[Numpy-discussion] in the NA discussion, what can we agree on?

Fri Nov 4 02:07:48 EDT 2011

On Thu, Nov 3, 2011 at 7:54 PM, Gary Strangman
<strang at nmr.mgh.harvard.edu> wrote:
> For the non-destructive+propagating case, do I understand correctly that
> this would mean I (as a user) could temporarily decide to IGNORE certain
> portions of my data, perform a series of computation on that data, and the
> IGNORED flag (or however it is implemented) would be propagated from
> computation to computation? If that's the case, I suspect I'd use it all
> the time ... to effectively perform data subsetting without generating
> (partial) copies of large datasets. But maybe I misunderstand the
> intended notion of propagation ...

I *think* it's more subtle than that, but I admit I'm somewhat
confused about how exactly people would want IGNORED to work in
various corner cases. (This is another part of why figuring out our
audience/use-cases seems like an important first step to me...
fortunately the semantics for MISSING are, I think, much more clear.)

Say we have
  >>> a = np.array([1, IGNORED(2), 3])
  >>> b = np.array([10, 20, 30])
(Here's I'm using IGNORED(2) to mean a value that is currently
ignored, but if you unmasked it it would have the value 2.)

Then we have:

# non-propagating *or* propagating, doesn't matter:
>>> a + 2
[3, IGNORED(2), 5]

# non-propagating:
>>> a + b
One of these, I don't know which:
  [11, IGNORED(2), 33]  # numpy.ma chooses this
  [11, 20, 33]
  "Error: shape mismatch"

(An error is maybe the most *consistent* option; the suggestion in the
alterNEP was that masks had to match on all axes that were *not*
broadcast, so a + 2 and a + a are okay, but a + b is an error. I
assume the numpy.ma approach is also useful, but note that it has the
surprising effect that addition is not commutative: IGNORED(x) +
IGNORED(y) = IGNORED(x).

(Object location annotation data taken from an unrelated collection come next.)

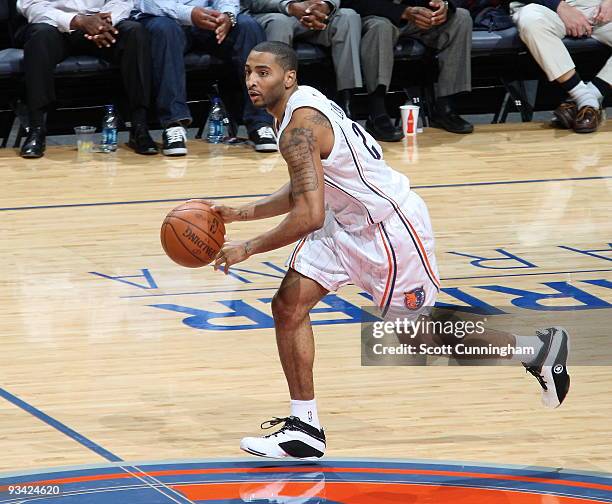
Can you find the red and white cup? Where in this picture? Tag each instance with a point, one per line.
(410, 119)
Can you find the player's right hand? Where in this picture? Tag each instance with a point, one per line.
(576, 23)
(228, 214)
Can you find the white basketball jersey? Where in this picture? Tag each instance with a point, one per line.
(360, 188)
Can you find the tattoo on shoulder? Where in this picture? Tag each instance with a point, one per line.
(319, 119)
(297, 146)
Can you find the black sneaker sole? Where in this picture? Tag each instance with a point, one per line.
(179, 151)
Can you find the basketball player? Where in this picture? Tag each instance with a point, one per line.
(355, 220)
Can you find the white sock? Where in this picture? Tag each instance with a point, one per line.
(524, 342)
(306, 411)
(583, 96)
(595, 90)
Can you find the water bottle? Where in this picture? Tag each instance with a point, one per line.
(216, 122)
(109, 130)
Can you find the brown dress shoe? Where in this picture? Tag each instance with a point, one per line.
(587, 120)
(565, 115)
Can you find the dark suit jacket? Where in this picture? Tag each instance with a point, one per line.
(387, 8)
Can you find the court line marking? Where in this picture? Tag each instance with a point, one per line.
(56, 424)
(503, 484)
(227, 291)
(87, 443)
(431, 186)
(229, 462)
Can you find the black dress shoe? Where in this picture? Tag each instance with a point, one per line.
(446, 119)
(382, 129)
(34, 145)
(344, 100)
(141, 141)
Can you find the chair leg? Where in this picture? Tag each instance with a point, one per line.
(518, 93)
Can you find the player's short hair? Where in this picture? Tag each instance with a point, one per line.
(284, 54)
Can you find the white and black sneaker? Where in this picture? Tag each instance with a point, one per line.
(174, 141)
(264, 139)
(550, 366)
(295, 439)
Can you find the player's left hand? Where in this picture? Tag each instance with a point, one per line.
(440, 13)
(224, 25)
(232, 253)
(603, 14)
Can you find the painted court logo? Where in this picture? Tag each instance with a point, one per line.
(414, 299)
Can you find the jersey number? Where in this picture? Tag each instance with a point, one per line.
(371, 149)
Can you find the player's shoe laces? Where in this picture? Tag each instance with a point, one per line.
(295, 439)
(550, 366)
(174, 141)
(264, 139)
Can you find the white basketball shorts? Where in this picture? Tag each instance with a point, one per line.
(392, 260)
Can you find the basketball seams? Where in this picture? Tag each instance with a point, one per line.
(178, 238)
(171, 216)
(203, 208)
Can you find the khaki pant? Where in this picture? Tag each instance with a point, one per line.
(343, 35)
(542, 31)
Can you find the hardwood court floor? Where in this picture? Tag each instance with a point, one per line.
(96, 355)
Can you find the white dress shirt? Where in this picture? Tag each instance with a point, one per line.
(59, 13)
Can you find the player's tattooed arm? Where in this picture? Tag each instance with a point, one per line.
(298, 148)
(316, 118)
(299, 145)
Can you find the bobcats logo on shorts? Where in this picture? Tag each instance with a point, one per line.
(414, 299)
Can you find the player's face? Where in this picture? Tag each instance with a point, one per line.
(266, 80)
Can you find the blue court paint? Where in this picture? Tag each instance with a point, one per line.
(225, 291)
(434, 186)
(79, 438)
(135, 202)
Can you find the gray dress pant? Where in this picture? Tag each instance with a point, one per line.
(452, 41)
(343, 35)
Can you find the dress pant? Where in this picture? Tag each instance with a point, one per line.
(170, 41)
(45, 46)
(542, 31)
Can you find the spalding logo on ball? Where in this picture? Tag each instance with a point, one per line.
(192, 234)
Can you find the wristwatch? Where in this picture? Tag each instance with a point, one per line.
(232, 18)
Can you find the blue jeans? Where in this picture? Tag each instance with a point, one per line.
(170, 41)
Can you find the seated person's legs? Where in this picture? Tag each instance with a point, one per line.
(379, 36)
(453, 42)
(278, 27)
(343, 36)
(132, 52)
(44, 47)
(168, 45)
(241, 39)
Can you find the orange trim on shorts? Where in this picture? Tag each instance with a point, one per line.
(398, 209)
(390, 268)
(297, 251)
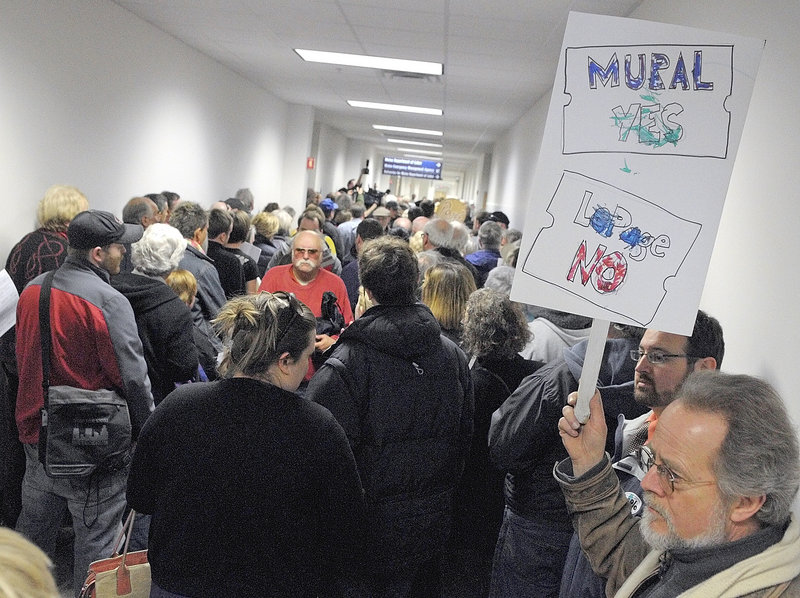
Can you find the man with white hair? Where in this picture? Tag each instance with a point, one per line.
(722, 469)
(487, 257)
(309, 282)
(440, 236)
(164, 321)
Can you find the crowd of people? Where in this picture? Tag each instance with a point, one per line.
(345, 401)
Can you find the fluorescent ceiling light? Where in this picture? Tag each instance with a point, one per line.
(373, 62)
(407, 130)
(411, 150)
(395, 107)
(408, 141)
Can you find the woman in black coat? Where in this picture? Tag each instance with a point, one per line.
(253, 491)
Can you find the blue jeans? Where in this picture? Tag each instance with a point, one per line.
(528, 559)
(96, 504)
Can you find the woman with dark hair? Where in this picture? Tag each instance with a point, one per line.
(445, 290)
(495, 329)
(253, 490)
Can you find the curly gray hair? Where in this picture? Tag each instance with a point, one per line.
(494, 325)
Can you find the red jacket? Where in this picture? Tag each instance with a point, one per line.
(95, 345)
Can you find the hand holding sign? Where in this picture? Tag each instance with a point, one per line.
(585, 442)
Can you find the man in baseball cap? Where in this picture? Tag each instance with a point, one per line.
(103, 236)
(95, 344)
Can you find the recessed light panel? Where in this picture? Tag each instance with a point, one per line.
(408, 141)
(407, 130)
(373, 62)
(395, 107)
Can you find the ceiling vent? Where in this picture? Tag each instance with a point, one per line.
(406, 76)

Try it:
   masked1 = np.ma.masked_array([1, 2, 3], mask=[False, True, False])
   masked2 = np.ma.masked_array([10, 20, 30], mask=[False, True, False])
   np.asarray(masked1 + masked2) # [11, 2, 33]
   np.asarray(masked2 + masked1) # [11, 20, 33]
I don't really know what people would prefer.)

# propagating:
>>> a + b
One of these, I don't know which:
  [11, IGNORED(2), 33] # same as numpy.ma, again
  [11, IGNORED(22), 33]

# non-propagating:
>>> np.sum(a)
4

# propagating:
>>> np.sum(a)
One of these, I don't know which:
  IGNORED(4)
  IGNORED(6)

So from your description, I wouldn't say that you necessarily want
non-destructive+propagating -- it really depends on exactly what
computations you want to perform, and how you expect them to work. The
main difference is how reduction operations are treated. I kind of
feel like the non-propagating version makes more sense overall, but I
don't know if there's any consensus on that.

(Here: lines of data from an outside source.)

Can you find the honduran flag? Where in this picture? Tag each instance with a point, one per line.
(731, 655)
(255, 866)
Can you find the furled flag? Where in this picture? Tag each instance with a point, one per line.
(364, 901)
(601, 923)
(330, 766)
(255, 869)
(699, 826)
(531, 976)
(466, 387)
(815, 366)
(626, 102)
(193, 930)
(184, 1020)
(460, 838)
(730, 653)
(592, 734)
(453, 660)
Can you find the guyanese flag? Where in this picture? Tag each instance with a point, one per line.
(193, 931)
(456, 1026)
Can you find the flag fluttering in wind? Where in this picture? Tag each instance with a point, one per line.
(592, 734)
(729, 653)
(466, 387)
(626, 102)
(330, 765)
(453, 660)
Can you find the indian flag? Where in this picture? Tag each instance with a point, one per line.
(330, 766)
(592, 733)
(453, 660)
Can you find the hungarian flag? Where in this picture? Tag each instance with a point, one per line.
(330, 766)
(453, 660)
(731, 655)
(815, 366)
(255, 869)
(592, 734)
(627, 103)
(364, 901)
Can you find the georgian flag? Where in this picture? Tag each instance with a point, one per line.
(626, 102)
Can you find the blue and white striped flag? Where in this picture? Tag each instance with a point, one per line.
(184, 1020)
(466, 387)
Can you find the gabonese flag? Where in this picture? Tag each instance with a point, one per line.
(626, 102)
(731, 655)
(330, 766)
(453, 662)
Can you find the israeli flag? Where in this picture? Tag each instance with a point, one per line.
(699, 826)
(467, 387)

(You also have the option of just using the new where= argument to
your ufuncs, which avoids some of this confusion because it gives a
single mask that would apply to the whole operation. The ambiguities
here arise because it's not clear what to do when applying a binary
operation to two arrays that have different masks.)

Maybe you could give some examples of the kinds of computations you're
thinking of?

-- Nathaniel